What’s been the most challenging when implementing circularity in your daily operations like this?
—One of our bigger challenges, still, is finding the material. Those who are our usual customers might not necessarily be those that we work with to find and collect material. We continue to learn more about who to involve and what their situation looks like as well as their demands. Everyone wants sustainable products with recycled material; however, all parts of the value chain need to collaborate to generate this recycled material.
— We can recognize our own carpet tiles that come back from the market, so we know which of our floors that are recyclable. We don’t have that information about other flooring manufacturers’ products but when material from other flooring companies is coming back to us, we can still identify the type of yarn that is used.
For any company in the lifestyle industries that’s new to working with circularity, where to start?
—Be transparent with your customers about the extent of what is recyclable. For something to be recyclable, it first has to be collected in some way, which requires a logistical solution, and then, secondly, recycled into raw material. A good start is to do pilots and figure out a good logistical solution before officially launching it. A recycling system which is difficult to use will not be successful. Identify your customer who will benefit from your circularity efforts, identify the waste management supply chain, who would sort your material, who would identify your material, who would collect it, says Wennerstrand.
We hear a lot about the coming EU legislation from the EU, have you adapted to that yet?

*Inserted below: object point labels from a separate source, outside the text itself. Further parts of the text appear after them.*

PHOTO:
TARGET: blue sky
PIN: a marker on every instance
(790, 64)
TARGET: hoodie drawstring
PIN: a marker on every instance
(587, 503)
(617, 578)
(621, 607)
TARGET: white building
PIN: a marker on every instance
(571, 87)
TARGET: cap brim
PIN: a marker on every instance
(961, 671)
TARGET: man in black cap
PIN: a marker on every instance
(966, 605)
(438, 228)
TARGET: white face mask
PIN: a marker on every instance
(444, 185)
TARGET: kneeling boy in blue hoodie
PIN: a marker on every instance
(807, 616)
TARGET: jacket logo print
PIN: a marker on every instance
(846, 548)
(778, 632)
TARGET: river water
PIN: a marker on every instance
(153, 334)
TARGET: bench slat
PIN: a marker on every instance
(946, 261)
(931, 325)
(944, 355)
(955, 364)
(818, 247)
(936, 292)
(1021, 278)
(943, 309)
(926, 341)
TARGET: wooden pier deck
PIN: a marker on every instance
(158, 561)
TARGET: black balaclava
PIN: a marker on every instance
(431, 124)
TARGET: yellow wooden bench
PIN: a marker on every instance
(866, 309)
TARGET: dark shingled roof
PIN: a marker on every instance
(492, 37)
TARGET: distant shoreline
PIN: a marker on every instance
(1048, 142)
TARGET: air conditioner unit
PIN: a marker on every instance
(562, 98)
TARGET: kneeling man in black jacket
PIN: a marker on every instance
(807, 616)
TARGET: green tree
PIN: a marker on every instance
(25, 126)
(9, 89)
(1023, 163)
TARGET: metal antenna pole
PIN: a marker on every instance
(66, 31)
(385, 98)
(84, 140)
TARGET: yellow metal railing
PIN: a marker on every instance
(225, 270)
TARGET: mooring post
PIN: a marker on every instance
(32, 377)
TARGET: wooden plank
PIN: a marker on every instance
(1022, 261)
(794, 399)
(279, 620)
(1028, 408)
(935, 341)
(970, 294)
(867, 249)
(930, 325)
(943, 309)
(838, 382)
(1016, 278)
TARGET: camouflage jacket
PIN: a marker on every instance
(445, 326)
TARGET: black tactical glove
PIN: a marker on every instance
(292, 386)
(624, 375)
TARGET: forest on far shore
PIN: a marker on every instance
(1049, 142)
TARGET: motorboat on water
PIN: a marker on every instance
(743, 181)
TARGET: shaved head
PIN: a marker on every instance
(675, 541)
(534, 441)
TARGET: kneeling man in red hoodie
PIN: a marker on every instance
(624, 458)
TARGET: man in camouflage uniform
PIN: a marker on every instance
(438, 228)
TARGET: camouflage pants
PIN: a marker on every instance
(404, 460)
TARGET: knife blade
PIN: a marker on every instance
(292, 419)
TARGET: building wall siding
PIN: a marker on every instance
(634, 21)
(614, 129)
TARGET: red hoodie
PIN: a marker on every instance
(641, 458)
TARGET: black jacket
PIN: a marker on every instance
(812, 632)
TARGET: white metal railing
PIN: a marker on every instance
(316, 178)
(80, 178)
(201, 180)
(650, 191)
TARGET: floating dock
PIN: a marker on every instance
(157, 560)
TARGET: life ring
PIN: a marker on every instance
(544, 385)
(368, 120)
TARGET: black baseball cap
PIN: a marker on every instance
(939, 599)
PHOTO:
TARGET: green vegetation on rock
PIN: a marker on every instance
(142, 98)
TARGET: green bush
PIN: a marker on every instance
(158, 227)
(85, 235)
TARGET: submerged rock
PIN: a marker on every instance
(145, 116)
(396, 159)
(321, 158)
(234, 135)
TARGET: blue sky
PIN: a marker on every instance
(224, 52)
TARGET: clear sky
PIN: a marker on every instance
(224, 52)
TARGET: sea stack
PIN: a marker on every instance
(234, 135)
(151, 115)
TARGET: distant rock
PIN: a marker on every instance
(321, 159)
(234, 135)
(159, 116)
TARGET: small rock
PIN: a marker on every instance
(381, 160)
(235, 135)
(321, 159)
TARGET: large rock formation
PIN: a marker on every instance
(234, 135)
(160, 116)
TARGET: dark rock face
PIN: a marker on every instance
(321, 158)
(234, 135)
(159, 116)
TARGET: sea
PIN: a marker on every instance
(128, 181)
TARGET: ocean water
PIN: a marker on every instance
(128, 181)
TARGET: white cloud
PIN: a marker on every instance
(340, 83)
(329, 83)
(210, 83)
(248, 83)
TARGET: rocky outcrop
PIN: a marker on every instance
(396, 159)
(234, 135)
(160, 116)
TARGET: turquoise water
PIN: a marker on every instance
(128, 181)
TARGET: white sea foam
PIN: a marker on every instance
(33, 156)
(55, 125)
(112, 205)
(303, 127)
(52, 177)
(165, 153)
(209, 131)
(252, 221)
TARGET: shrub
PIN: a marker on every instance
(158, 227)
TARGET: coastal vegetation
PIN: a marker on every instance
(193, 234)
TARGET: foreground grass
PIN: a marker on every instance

—It is something that is being monitored by our colleagues in the HQ in France. Repairability, product passports, certifications and similar topics are something we’re continuously working with. We’re prepared for many of the topics by working with, for instance, the climate impact of our products, healthy and sustainable raw materials, and social sustainability.
How will you continue your work with circularity onwards?

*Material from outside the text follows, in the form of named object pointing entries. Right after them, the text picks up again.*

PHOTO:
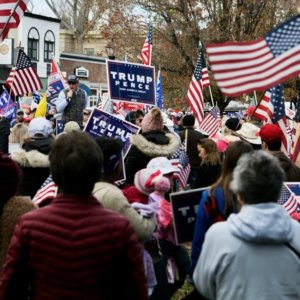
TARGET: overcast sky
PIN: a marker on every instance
(40, 7)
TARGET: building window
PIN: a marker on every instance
(89, 51)
(33, 44)
(49, 46)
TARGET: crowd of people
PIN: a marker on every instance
(97, 239)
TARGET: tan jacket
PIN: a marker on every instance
(111, 197)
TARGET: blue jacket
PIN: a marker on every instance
(203, 221)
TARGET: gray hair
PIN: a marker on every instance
(257, 178)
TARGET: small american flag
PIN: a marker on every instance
(199, 81)
(23, 78)
(240, 68)
(212, 121)
(146, 52)
(180, 159)
(272, 110)
(295, 149)
(288, 200)
(11, 13)
(47, 191)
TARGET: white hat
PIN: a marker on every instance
(39, 126)
(162, 164)
(249, 132)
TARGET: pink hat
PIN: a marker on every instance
(145, 179)
(153, 120)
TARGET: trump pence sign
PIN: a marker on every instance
(131, 82)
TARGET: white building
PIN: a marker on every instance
(39, 37)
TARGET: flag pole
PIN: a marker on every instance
(211, 97)
(255, 98)
(6, 24)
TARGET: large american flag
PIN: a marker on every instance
(180, 159)
(288, 200)
(47, 191)
(295, 149)
(199, 81)
(11, 12)
(272, 110)
(240, 68)
(23, 78)
(211, 122)
(146, 52)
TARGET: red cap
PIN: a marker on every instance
(250, 110)
(270, 133)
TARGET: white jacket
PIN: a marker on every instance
(247, 257)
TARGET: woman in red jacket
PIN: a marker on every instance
(74, 248)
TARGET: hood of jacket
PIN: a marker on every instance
(33, 158)
(41, 145)
(153, 148)
(259, 223)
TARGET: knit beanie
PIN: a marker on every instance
(188, 120)
(71, 126)
(144, 180)
(10, 177)
(153, 120)
(162, 185)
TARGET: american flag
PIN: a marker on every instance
(48, 191)
(240, 68)
(212, 121)
(194, 95)
(11, 12)
(23, 78)
(272, 110)
(288, 200)
(295, 149)
(146, 52)
(180, 159)
(159, 94)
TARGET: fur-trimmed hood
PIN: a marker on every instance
(33, 158)
(152, 149)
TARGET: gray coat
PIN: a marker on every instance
(247, 257)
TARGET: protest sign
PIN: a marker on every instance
(184, 207)
(7, 108)
(101, 123)
(131, 82)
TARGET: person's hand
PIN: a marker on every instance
(69, 95)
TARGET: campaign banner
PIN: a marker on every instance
(184, 207)
(101, 123)
(131, 82)
(7, 107)
(55, 85)
(59, 127)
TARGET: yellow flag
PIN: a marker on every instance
(42, 108)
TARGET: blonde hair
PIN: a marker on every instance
(18, 133)
(212, 155)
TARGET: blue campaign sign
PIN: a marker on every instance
(101, 123)
(184, 207)
(131, 82)
(7, 108)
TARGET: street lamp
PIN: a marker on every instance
(110, 50)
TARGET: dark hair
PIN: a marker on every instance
(257, 178)
(75, 163)
(112, 149)
(212, 155)
(274, 146)
(133, 115)
(231, 156)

—Continue to work on our products that aren’t recyclable today such as changing the composition or developing ways to recycle them and finding new collaborations to identify recyclable material. Today we are investigating the opportunities with different ways of re-using our products. As an example, in our new DESSO x RENS line, we are using rejected carpet tiles, and re-design them into new carpet tiles, says Wennerstand. She adds:
— Collaborations are key to developing circular supply chains. As an example, for our carpet tiles, we have a collaboration with Aquafil. The customer of the product is also a contributor, their effort in recycling the products enables the rest of the supply chain to work in a sustainable way and deliver new products made of sustainable material.